Genealogy has already been used for centuries to trace families back in time. Since large-scale direct-to-consumer (DTC) DNA tests became available, they have been routinely used by genetic genealogists for family history research and unknown parentage research, involving sperm donors, adoptees, and missing persons. The four main groups of DTC testing are FamilyTree DNA, 23andMe, Ancestry.com, and MyHeritage. Investigative genetic genealogy (IGG), also known as forensic genetic genealogy (FGG), is a new and promising tool for individual identification in murders, rapes, and missing person cases, and had already helped generate leads that solved cold cases around the globe (Thomson et al., 2020; Tillmar et al., 2021; Dowdeswell, 2022). Technical and legal considerations must be examined carefully before the method adoption (Scudder et al., 2020). IGG uses hundreds of thousands of SNPs of customized microarrays, such as Illumina OmniExpress or GSA for example, and compare them to public genealogy databases to find segments of shared DNA between an offender and his biological relatives, making it possible to build family trees that include him, which could shorten the investigation (Tillmar et al., 2021). In Figure 3 we present an illustration of IGG application in a putative case, and Table 3 shows the average and the expected range of DNA shared between relatives with different levels of relationship in a family.
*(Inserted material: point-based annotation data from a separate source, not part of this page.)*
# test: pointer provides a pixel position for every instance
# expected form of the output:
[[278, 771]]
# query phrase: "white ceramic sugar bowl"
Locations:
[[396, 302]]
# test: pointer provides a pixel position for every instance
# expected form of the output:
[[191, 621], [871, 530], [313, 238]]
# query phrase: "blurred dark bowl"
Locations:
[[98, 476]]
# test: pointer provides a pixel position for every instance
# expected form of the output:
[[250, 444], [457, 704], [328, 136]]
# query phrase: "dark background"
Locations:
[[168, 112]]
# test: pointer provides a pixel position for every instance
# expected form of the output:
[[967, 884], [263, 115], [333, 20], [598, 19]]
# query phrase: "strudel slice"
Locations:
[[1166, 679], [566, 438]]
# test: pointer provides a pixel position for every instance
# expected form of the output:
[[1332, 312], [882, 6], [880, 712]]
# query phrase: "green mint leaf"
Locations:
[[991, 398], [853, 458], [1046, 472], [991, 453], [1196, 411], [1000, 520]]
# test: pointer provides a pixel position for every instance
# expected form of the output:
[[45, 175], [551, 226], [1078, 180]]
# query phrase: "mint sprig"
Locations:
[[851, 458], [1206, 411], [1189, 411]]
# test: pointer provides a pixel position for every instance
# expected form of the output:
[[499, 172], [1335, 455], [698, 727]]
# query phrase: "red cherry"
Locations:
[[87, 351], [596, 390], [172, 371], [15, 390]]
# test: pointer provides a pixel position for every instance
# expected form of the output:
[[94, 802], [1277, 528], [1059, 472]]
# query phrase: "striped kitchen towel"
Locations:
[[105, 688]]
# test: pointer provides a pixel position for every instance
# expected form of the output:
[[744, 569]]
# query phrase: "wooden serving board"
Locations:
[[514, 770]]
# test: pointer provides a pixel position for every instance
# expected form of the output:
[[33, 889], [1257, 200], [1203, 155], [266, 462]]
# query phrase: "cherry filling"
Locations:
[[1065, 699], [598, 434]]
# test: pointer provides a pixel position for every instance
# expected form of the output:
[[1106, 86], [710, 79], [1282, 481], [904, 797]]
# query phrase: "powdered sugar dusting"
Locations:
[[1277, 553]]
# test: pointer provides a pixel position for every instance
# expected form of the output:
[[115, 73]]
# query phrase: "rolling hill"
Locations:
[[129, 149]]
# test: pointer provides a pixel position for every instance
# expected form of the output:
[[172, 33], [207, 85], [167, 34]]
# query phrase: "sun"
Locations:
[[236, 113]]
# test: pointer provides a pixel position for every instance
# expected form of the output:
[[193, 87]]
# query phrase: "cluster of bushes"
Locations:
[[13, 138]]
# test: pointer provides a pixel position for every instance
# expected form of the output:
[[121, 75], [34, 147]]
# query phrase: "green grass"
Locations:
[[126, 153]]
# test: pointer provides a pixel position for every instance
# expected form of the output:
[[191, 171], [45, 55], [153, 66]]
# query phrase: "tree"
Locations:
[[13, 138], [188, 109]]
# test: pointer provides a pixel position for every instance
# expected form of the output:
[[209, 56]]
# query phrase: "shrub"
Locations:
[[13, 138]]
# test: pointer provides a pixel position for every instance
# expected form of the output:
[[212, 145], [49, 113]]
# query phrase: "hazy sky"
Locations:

There are three major requirements to reach a high level of effectiveness for the IGG method: a) large-scale autosomal genotype data available at an affordable price; b) public access to these genotype databases; and c) a well-founded system for analysis (Kling et al., 2021). In this way, WGS data potentially increases the detection power for distant relationships by 5-15% when compared with microarray data (Li ).

Figure 3 -

Illustration of a family tree used to solve a crime using Investigative Genetic Genealogy. In this example, after uploading large-scale SNP genotype data from the sample retrieved in the crime scene into GEDmatch, there was a ~12.5% match with a given individual (a DTC consumer). The exploration of different genealogy databases resulted in at least this family tree that included the DTC consumer (represented with a black square). The grey-scale shows individual who share DNA with the DTC consumer, and the numbers bellow each symbol shows the expected average of shared DNA. Red arrows show the four main suspects arising from this genealogy. Additional information from the perpetrator and from these four main suspects, such as gender, age, location (crime scene vs. residence), and predicted ancestry and phenotypes, for example, should be used to narrow down the number of suspects and track the actual perpetrator.

Table 3 -

Average percentage and expected range of DNA shared between family members (modified from a 23andMe table available at https://customercare.23andme.com/hc/en-us/articles/212170668-Average-Percent-DNA-Shared-Between-Relatives).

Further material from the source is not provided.